Les employés potentiels peuvent contourner ce problème en effectuant des recherches plus approfondies sur la véritable nature des emplois qu'ils envisagent de prendre. Ils devraient poser des questions sur les exigences quotidiennes du poste et consulter un certain nombre de personnes qui occupent actuellement le poste ou qui l'ont déjà occupé.

Ce que les employeurs peuvent faire

Le "travail brillant" a également un coût pour les employeurs, qui tentent de gérer la frustration des travailleurs et la rotation du personnel. Ils peuvent mettre fin à ce cercle vicieux en proposant des aperçus réalistes des emplois. Cela ne signifie pas qu'ils ne doivent montrer que les aspects négatifs du travail, mais qu'ils doivent présenter un équilibre honnête entre les aspects les plus et les moins prestigieux du poste.

Les employeurs peuvent également envisager d'autres façons d'assembler les tâches afin que les moins agréables d'entre elles soient réparties entre les employés et les postes. Ils peuvent également être ouverts aux efforts des employés pour concevoir et améliorer leur travail et créer de nouvelles opportunités au sein de leur organisation.

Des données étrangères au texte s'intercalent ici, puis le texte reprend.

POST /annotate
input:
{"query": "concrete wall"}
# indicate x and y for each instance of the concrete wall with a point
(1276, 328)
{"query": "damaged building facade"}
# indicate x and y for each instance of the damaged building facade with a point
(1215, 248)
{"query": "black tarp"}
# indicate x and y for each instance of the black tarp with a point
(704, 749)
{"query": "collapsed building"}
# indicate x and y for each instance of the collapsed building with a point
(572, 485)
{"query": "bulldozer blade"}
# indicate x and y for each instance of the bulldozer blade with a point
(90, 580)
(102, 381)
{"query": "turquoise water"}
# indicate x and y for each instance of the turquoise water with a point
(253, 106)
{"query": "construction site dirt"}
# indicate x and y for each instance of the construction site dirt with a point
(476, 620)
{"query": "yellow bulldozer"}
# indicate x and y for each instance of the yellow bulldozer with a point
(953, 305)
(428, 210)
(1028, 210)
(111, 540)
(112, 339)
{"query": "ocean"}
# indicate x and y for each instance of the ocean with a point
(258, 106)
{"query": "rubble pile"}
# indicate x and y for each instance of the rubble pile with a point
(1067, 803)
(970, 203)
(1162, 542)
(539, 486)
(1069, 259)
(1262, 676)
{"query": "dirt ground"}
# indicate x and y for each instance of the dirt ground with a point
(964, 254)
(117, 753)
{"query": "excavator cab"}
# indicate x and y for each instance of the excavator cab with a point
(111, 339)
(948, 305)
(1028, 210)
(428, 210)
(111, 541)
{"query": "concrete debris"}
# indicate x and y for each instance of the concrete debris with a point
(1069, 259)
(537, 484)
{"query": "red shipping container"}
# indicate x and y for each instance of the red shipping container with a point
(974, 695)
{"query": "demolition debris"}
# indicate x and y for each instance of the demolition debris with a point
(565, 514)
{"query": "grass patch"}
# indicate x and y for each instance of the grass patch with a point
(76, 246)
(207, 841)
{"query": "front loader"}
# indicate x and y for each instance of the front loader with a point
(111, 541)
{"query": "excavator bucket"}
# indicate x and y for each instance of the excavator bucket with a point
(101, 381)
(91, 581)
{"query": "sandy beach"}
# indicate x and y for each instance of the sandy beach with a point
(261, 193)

En fin de compte, cependant, l'exécution de nombreuses tâches banales reste une réalité dans tous les emplois, malgré la promesse que l'intelligence artificielle éliminera de plus en plus de tâches routinières.

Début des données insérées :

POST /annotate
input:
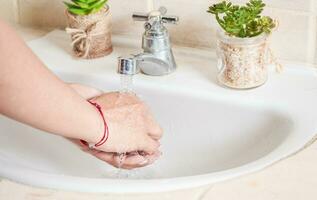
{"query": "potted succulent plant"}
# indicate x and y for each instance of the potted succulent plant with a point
(89, 24)
(242, 43)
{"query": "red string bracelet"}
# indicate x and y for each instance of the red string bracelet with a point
(106, 130)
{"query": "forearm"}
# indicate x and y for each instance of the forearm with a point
(31, 94)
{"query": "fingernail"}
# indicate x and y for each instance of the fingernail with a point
(145, 161)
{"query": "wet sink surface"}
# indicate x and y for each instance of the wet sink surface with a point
(211, 133)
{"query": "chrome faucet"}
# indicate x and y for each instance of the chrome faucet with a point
(157, 58)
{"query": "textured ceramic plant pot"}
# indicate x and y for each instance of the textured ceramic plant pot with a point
(242, 61)
(91, 34)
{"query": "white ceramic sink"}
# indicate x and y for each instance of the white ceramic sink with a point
(211, 133)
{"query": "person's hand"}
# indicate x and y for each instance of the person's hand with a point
(138, 151)
(132, 130)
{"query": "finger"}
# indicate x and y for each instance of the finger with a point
(150, 145)
(155, 131)
(138, 161)
(110, 158)
(86, 92)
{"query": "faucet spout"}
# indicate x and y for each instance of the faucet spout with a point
(157, 58)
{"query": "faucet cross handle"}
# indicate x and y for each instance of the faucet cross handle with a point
(156, 15)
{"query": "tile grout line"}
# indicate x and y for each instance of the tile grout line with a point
(150, 5)
(311, 35)
(16, 11)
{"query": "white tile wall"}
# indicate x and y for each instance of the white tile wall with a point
(295, 38)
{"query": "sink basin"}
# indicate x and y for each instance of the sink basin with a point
(211, 133)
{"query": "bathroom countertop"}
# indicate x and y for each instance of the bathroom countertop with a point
(291, 179)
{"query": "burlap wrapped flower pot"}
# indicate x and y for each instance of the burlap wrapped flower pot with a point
(90, 34)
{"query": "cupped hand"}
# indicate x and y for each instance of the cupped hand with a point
(133, 133)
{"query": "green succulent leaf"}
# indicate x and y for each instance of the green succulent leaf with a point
(85, 7)
(242, 21)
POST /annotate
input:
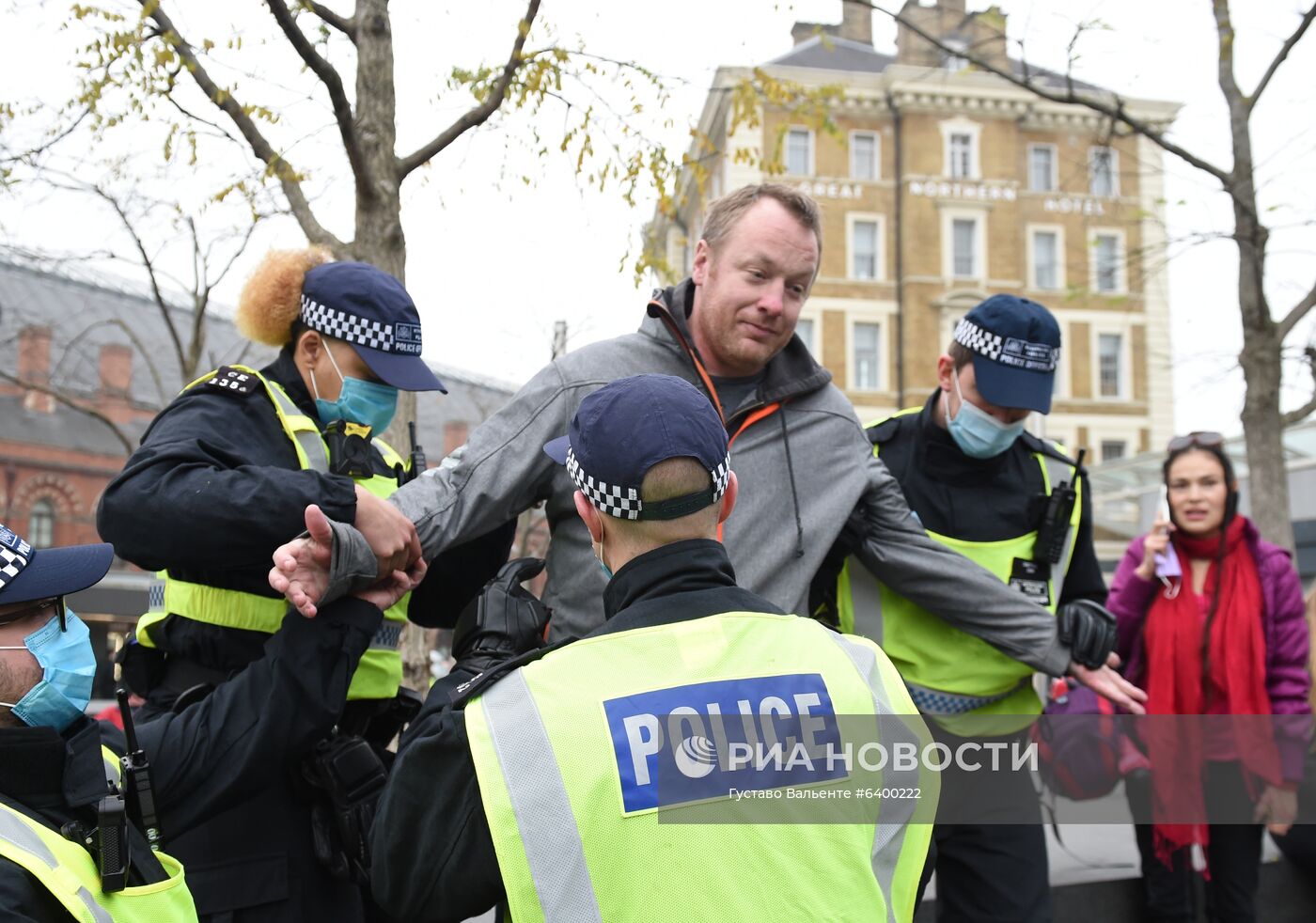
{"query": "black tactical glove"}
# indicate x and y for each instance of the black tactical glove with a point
(503, 621)
(1088, 630)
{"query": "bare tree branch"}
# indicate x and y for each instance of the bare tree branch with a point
(342, 23)
(1295, 314)
(1309, 407)
(279, 167)
(337, 95)
(72, 404)
(1279, 58)
(480, 114)
(1115, 109)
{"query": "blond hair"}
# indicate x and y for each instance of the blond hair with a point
(272, 298)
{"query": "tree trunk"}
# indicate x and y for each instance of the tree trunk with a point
(379, 229)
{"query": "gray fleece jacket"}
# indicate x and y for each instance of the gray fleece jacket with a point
(803, 469)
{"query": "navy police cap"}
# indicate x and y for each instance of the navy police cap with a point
(370, 309)
(29, 573)
(629, 426)
(1016, 345)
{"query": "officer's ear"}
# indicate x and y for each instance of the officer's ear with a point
(592, 518)
(728, 498)
(306, 351)
(945, 371)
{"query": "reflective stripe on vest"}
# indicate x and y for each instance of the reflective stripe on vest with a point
(569, 851)
(947, 670)
(379, 672)
(69, 872)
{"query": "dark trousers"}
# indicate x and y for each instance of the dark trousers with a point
(987, 872)
(1233, 854)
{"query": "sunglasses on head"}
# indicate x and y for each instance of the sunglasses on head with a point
(1195, 440)
(55, 603)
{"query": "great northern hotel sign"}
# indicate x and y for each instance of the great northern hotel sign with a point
(949, 189)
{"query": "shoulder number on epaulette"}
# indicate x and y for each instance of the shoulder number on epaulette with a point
(233, 381)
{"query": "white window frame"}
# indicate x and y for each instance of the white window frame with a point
(877, 157)
(1121, 262)
(881, 262)
(882, 322)
(1030, 245)
(1101, 447)
(948, 242)
(786, 150)
(1115, 171)
(973, 129)
(1056, 167)
(1125, 364)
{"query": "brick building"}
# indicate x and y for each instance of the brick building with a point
(941, 184)
(86, 337)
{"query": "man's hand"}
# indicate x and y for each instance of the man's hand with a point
(395, 587)
(503, 621)
(392, 536)
(1277, 808)
(302, 567)
(1109, 685)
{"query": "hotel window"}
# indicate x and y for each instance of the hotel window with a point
(964, 256)
(864, 156)
(1042, 167)
(864, 250)
(1112, 449)
(1105, 263)
(805, 331)
(799, 151)
(41, 524)
(866, 338)
(1046, 269)
(961, 154)
(1109, 352)
(1102, 173)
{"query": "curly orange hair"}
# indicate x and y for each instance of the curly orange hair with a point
(272, 298)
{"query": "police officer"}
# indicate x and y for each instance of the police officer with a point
(1020, 508)
(221, 478)
(85, 833)
(535, 782)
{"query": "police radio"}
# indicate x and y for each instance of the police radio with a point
(137, 774)
(1059, 508)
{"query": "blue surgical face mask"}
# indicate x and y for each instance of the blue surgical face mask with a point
(69, 666)
(368, 403)
(977, 432)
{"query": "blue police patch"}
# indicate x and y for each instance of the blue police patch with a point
(407, 338)
(706, 740)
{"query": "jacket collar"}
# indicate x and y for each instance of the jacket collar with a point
(791, 373)
(285, 371)
(43, 769)
(682, 567)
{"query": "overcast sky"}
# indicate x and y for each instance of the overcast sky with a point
(493, 263)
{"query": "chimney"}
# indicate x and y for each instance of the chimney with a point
(35, 367)
(116, 370)
(857, 22)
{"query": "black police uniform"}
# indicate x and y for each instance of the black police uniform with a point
(212, 492)
(997, 867)
(206, 759)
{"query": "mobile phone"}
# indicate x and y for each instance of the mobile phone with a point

De plus, les responsables du recrutement doivent faire preuve de prudence lorsqu'ils mentionnent la "passion" comme exigence du poste. Lors de l'analyse de plus de 200 entretiens pour un projet sur le recrutement dans les startups, la passion était un sujet de discussion fréquent. Les responsables du recrutement la recherchaient. Les employés potentiels voulaient vivre leur passion.

Pourtant, aucun des responsables du recrutement qui recherchaient la passion chez leurs employés potentiels n'a pu décrire comment ils évaluaient la passion chez les candidats, ni pourquoi elle était importante pour le poste spécifique à pourvoir. Le risque est d'embaucher des personnes passionnées et de leur fournir un travail qui ne correspond pas à cette passion ou qui l'éteint, créant ainsi une situation problématique pour l'employé et l'employeur.

Lisa Cohen, professeur associé, administration des affaires, Université McGill, et Sandra E. Spataro, professeur, Northern Kentucky University.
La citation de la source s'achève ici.